Por muy consternada que se sintiera viendo que su enemiga conocía su secreto más íntimo, estaba mucho más espantada por lo que eso podía significar en relación a Kamal…
—¿Tú qué crees? Yo te lo diré: significa que el príncipe de tus sueños no recuerda nada desde que despertó. No sabe cuál es su origen ni se acuerda de lo que sucedió en La Sombra de Thot… Y tú, hermana, solo eres una desconocida para él.
—¡No! —gritó Sarah horrorizada.
—No sabe nada de ti ni de lo que ocurrió entre vosotros. Y nos hemos ocupado de que no quedara nada que pudiera refrescarle la memoria.
—¿Por eso destruyeron Kincaid Manor?
—Exacto.
—Por lo visto —murmuró Sarah, estremecida— han pensado en todo. Pero su plan no saldrá bien —añadió con terquedad.
—¿No? ¿Y por qué no?
—Puede que la época oscura impida que Kamal se acuerde de mí —dijo convencida Sarah—, pero recordará lo que sentía.

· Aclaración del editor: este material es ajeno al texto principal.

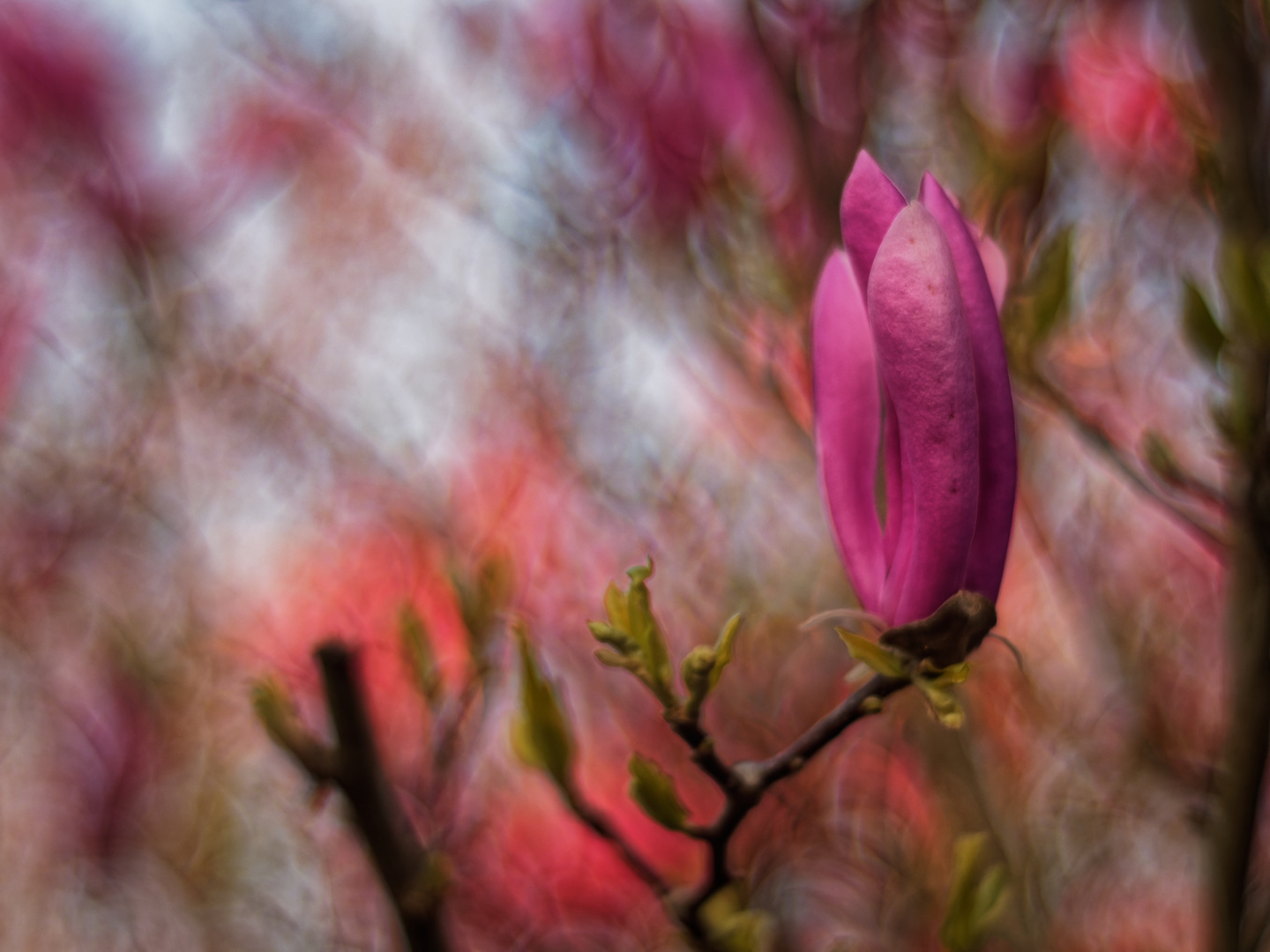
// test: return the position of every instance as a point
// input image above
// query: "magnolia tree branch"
(746, 784)
(1244, 196)
(412, 874)
(1096, 435)
(929, 652)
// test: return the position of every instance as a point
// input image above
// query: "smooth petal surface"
(927, 369)
(848, 423)
(870, 204)
(997, 449)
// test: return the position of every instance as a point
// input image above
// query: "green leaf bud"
(654, 791)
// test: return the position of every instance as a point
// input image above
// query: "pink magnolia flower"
(906, 340)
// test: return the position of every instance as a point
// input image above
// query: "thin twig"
(1096, 435)
(746, 784)
(354, 764)
(600, 824)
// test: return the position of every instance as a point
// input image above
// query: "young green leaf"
(698, 666)
(615, 606)
(540, 734)
(654, 791)
(723, 648)
(419, 657)
(1199, 326)
(1048, 285)
(875, 657)
(975, 900)
(648, 634)
(947, 709)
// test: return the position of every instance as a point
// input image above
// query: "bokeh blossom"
(680, 104)
(1125, 100)
(907, 343)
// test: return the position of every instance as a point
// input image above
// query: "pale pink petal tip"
(848, 415)
(927, 369)
(870, 204)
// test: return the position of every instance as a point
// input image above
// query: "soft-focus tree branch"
(1045, 395)
(1244, 204)
(413, 877)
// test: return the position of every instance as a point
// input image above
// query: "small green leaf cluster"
(733, 926)
(540, 734)
(977, 896)
(1042, 300)
(932, 682)
(419, 657)
(482, 596)
(634, 641)
(653, 788)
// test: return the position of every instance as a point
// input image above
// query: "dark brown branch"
(395, 850)
(600, 824)
(746, 784)
(1093, 432)
(1236, 88)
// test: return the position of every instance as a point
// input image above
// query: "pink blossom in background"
(923, 352)
(1122, 101)
(1009, 80)
(680, 100)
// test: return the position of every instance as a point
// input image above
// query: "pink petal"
(870, 204)
(997, 449)
(927, 368)
(848, 423)
(897, 502)
(995, 265)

—Claro —admitió la condesa—. Pero el pobre Kamal, cómo lo diría, curiosamente se ha dejado llevar por la idea de que yo soy la mujer por la que alberga toda esa pasión.
—¿Qué? —gimió Sarah.
—Muy sencillo, hermana —la informó, mirándola con desdén—. Kamal ya no es tu amante, sino el mío. Y gracias al elixir que tú has conseguido, cree que siempre ha sido así.
—¡No! —exclamó Sarah, horrorizada, sacudiendo la cabeza y tirando con furia de sus ataduras—. ¡No es verdad! No puede ser…
—¿Ya lo has olvidado? Cuando tú despertaste de la fiebre oscura, tampoco recordabas nada. Atemorizada e insegura, estuviste dispuesta a reconocer a tu padre en el primer desconocido que te abrió su corazón, y el viejo Gardiner Kincaid era tanto tu padre como Kamal mi amor. Pero ¿a quién le interesa la verdad cuando hay sentimientos en juego? La gente cree lo que quiere creer, así ha sido siempre, ¿no?
La condesa echó atrás la cabeza y soltó una carcajada tan sonora que retumbó en el techo de baja altura. Sarah, en cambio, notó que la sangre le bajaba a los talones y de repente le costó horrores mantenerse en pie. Luchó con todas sus fuerzas contra el desvanecimiento que amenazaba con apoderarse de ella.
A una orden de Ludmilla de Czerny, los guardianes se acercaron, agarraron a los dos prisioneros y se los llevaron hacia un destino incierto.